Shell’s industrial water processing plant at the Pearl site is the world’s largest for the recovering, treating and re-using of industrial process water, with a capacity of 300,000 barrels of water per day, necessary given Pearl is slated to produce at least as much water as hydrocarbon products.

“When fully operational the amount that Pearl GTL will produce makes it possible to run the plant without drawing on Qatar’s scarce natural fresh water resources or on seawater,” says Rob Overtoom, Technology Manager on the Pearl GTL project.

To deal with the sulphur Pearl produces, Shell has built one of the world’s largest sulphur processing plants, which when fully operational will handle 12,000 tonnes of the bright yellow chemical per day.

The sulphur not used for sulphuric acid manufacture has previously been stored, which has led to gluts and stockpiles of the substance in refinery facilities around the world.

Shell is now pushing more innovative uses for the substance, including as an additive to asphalt to improve durability. Additionally, the company has researched sulphur-based forms of asphalt and cement, with the latter not requiring any water, a key benefit in the Middle East.

At the end of the line

In addition to LNG, here is what Pearl GTL was built to produce:

GTL Base oils

GTL lubricants have preium characteristics, and Shell will significantly widen the availability of such with production from Pearl. The facility will produce enough synthetic oil each year to make lubricants for more than 225 million cars.

GTL Gasoil

Odourless Gasoil has superior environmental and performance characteristics to conventional diesel, and will be blended to provide performance products at the pump. Peral will produce enough to fill over 160,000 cars a day.

GTL Kerosene

Like GTL Gasoil, GTL Kerosene burns better, cleaner and less sulphurously than conventional jet fuel. Blends of GTL Jet Fuel of up to 50% have been approved for civil aviation by the American Society for Testing and Materials.
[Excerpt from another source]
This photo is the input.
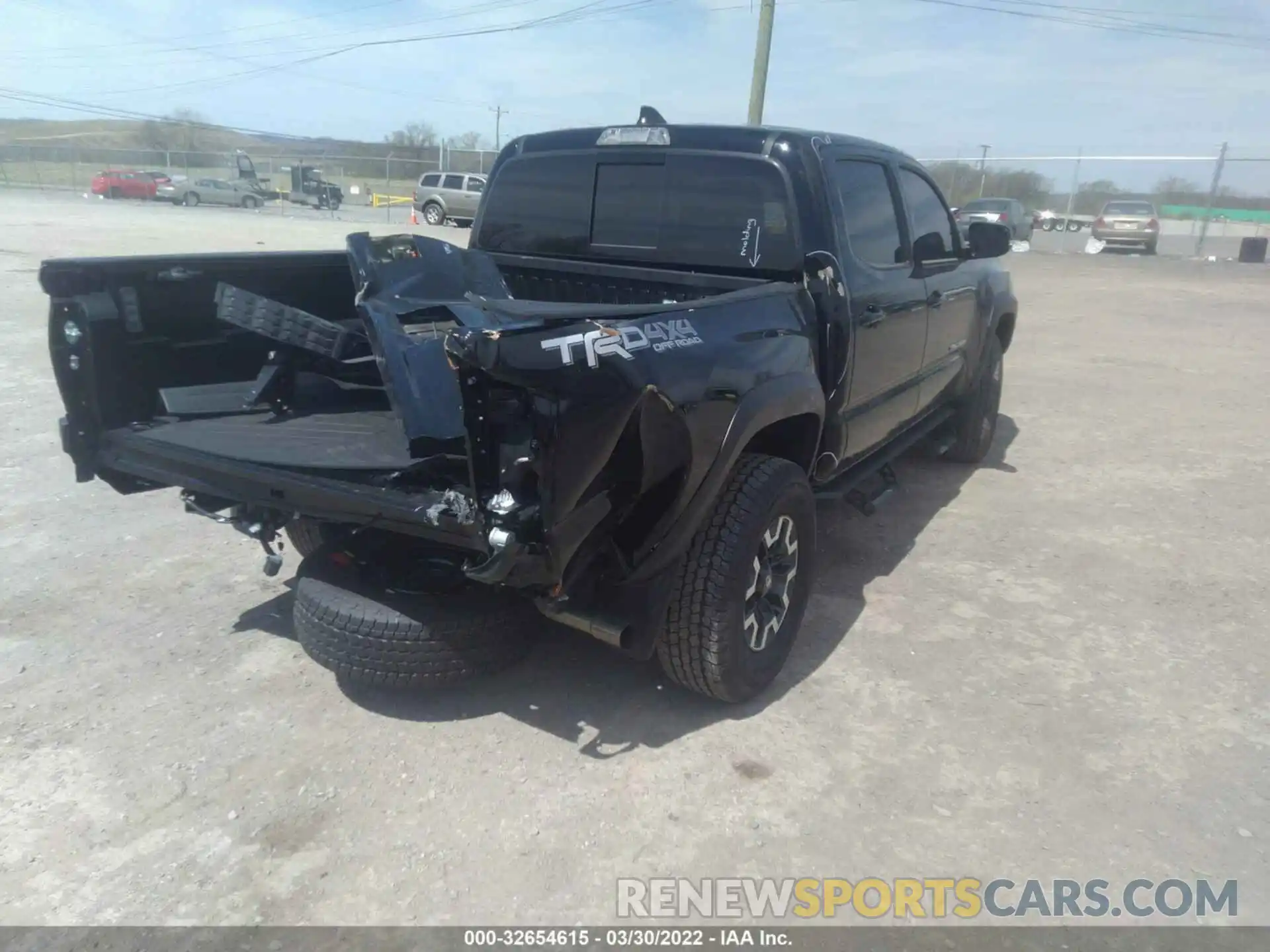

Pearl is expected to sell one million tonnes per annum of GTL kerosene from 2012.

GTL Normal Paraffin

Pearl’s Parrafin has the advantage of not having to be produced next to a refinery, with savings on costs and the potential for locally-sited production if Shell rolls out GTL in other key gas markets, such as the US.

GTL Naptha

GTL feedstock is “much more paraffinic” than standard feedstock, says Andy Brown. “As a result,” adds Brown, “polyolefin yields are 10% higher”.